2012/08/26

著者に聞く 『エコハウスのウソ』前真之東大准教授

前 教授
「夏旨、冬旨のどちらかと言われたら、『冬旨』の住宅をつくる方がいい。最終的な目標は無暖房無冷房の住宅だが、当面は無暖房を重視したい」。エアコンなしの「夏を旨とすべし(夏旨)」の家が、究極の省エネ住宅のようにもてはやされる昨今だが、環境工学の専門家である著者の前真之東大准教授は、「空間表現の一環ではないかと勘ぐられるような、通風を視覚化しただけの『夏旨』を喧伝する住宅が目立つ。現場に行くと教科書にはない『ウソ』がわかってきた」と言う。著書は28テーマを物理の原則に照らして楽しく解説している。


前氏は、空調、通風、給湯、自然光利用など幅広い観点から真のエコハウスを探り続けている。研究を始めた15年ほど前は、教科書どおりに素直に受け止めていたが、やがて疑問が大きくなったという。
 「北海道・東北あたりでは冬のことを考えているが、関東まで南下して温暖になると、開けっぴろげで通風を重視した『夏だけを旨』とする住宅が多い。ところが実際に行って温度や通風を実測しているうちに、間仕切りがなく見た目にはいかにも風が通りそうな空間でも、本当に風が通るのか疑わしいものがけっこう出てきた。
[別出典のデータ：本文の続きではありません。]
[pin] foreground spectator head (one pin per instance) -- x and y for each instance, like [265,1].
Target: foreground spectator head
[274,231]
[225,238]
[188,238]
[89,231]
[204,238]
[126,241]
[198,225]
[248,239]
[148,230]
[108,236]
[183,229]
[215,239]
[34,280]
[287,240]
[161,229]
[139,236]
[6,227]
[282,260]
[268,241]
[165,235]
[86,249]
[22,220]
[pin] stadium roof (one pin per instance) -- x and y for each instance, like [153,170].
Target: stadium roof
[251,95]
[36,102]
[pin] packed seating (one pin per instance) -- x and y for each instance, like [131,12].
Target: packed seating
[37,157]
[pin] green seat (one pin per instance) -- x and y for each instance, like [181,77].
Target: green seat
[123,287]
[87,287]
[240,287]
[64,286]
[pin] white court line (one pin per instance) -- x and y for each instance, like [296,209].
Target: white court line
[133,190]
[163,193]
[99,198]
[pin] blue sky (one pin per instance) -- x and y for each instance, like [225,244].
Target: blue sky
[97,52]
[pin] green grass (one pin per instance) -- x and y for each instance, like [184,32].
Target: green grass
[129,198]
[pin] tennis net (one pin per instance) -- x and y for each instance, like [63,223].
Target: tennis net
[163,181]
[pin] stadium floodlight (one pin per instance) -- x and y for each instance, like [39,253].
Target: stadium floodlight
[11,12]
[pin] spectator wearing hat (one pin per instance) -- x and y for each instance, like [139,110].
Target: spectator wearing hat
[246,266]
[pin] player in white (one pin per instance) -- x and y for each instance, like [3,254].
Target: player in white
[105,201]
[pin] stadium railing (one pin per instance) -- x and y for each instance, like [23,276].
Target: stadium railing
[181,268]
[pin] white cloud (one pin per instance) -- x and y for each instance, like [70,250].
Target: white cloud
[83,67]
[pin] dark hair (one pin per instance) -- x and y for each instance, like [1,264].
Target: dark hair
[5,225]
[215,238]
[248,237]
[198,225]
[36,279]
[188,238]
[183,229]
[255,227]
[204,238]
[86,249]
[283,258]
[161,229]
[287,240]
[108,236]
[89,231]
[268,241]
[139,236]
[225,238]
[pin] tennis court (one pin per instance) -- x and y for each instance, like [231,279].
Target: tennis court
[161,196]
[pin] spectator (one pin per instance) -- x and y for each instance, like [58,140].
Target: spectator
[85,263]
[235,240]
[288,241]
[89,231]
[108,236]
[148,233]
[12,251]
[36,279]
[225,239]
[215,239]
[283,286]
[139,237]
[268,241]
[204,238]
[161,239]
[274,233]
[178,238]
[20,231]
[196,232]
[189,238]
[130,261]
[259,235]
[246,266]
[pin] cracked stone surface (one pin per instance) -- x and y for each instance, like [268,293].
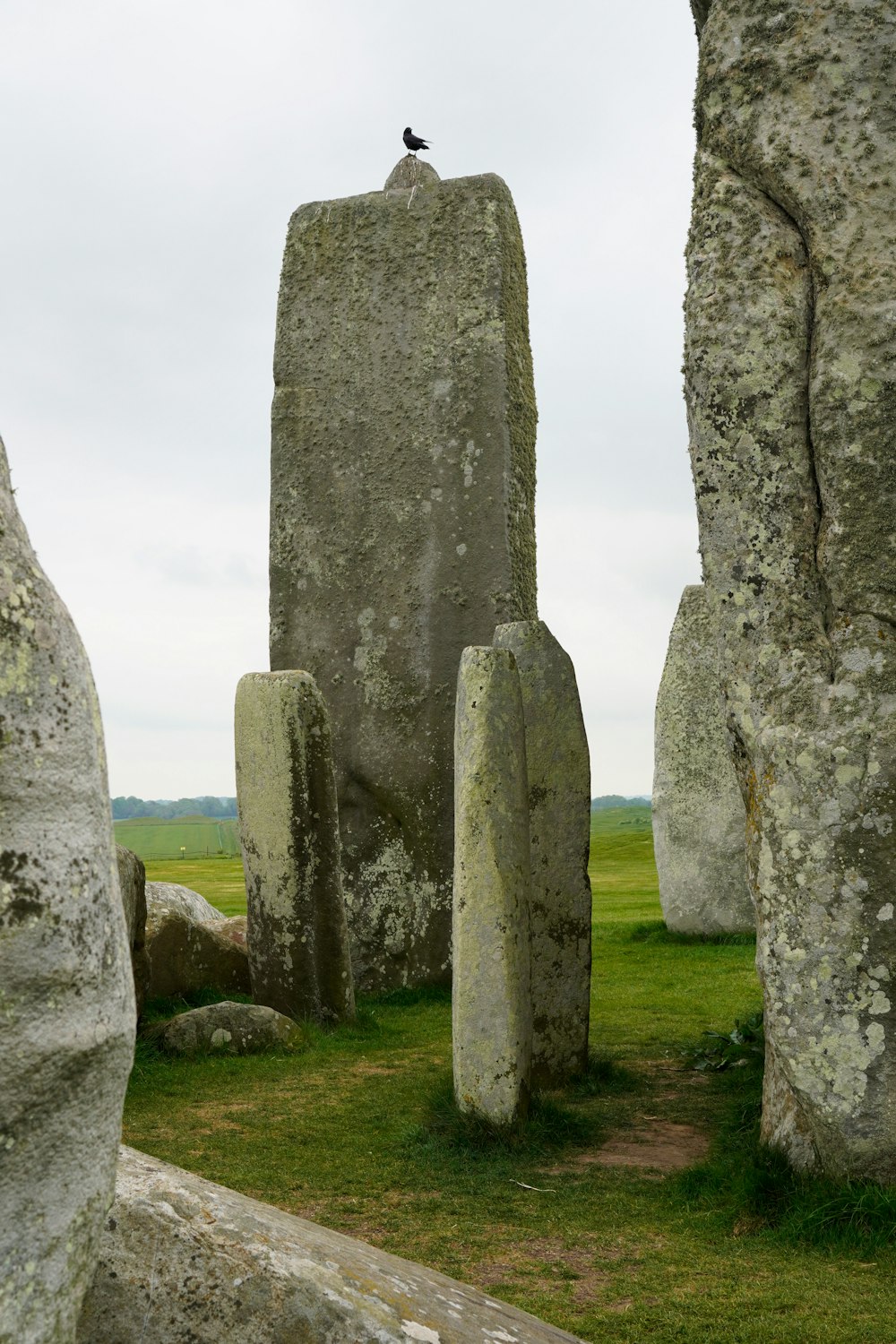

立地条件がよほど良くないと通風だけに頼るのは難しい」
 前氏も本当のエコハウスがどういうものか、答えが全てわかっているわけではないが、「おかしいというのは明らかになってきた」と話す。「『夏旨』だからエアコンは不要などとアピールしていても、高温多湿の日本では『次善の策』としてエアコンが機能しやすい空間にするべきだ。通風ばかりを重視した間仕切りのない空間だと、小さなエアコンで控えめな冷房にすることができなくなる」
 人間は暑さに強い動物だが、冷房なしでは熱中症の危険を伴うことを指摘する。家庭用の冷房が電力ピークに過大な影響は与えていないこともデータで示している。
 なぜ「冬を旨」とするべきなのか。
 「夏偏重の空間設計が、冬への備えをおろそかにしている。冬は1枚羽織ればいいと言わんばかりだが、特に吹抜け空間は冬に暖房することが難しい。常夏のアフリカで進化した人間は、夏には強いが冬には弱い。冬がかなり冷え込む日本では、冬の備えが何より重要なのは明白。エネルギーの面から見ても、暖房の方が冷房よりもずっと消費量が多い」と指摘する。
 「住宅が密に建て込む現状の住宅地では、無冷房はかなり難しい。夜の冷え込みをうまく使うなど工夫を凝らす必要がある。無暖房は冬でも日射は強いわけだから、より可能性は高いと思う」

◇簡潔にウソを暴く

 【内容】「住まいは夏を旨とすべし?」など28のテーマ(質問)に答える格好で本書は構成される。質問のすぐ下に答えが簡潔に書かれていて、その後に、詳しい内容を解説している。このため、Q&Aだけを読んでもエコハウスのウソが一通りわかる。著者の前氏は少しでも多くの人に読んでもらえるよう、エンターテインメントを考えたという。本当のエコハウスが普及しなければ意味がないからだ。28テーマのうち27テーマが、エコハウスの「常識」のように語られているが、実はすべて「ウソ」と断言。著者は物理の原則に照らしただけと言うが、「なるほど」と唸ってしまう。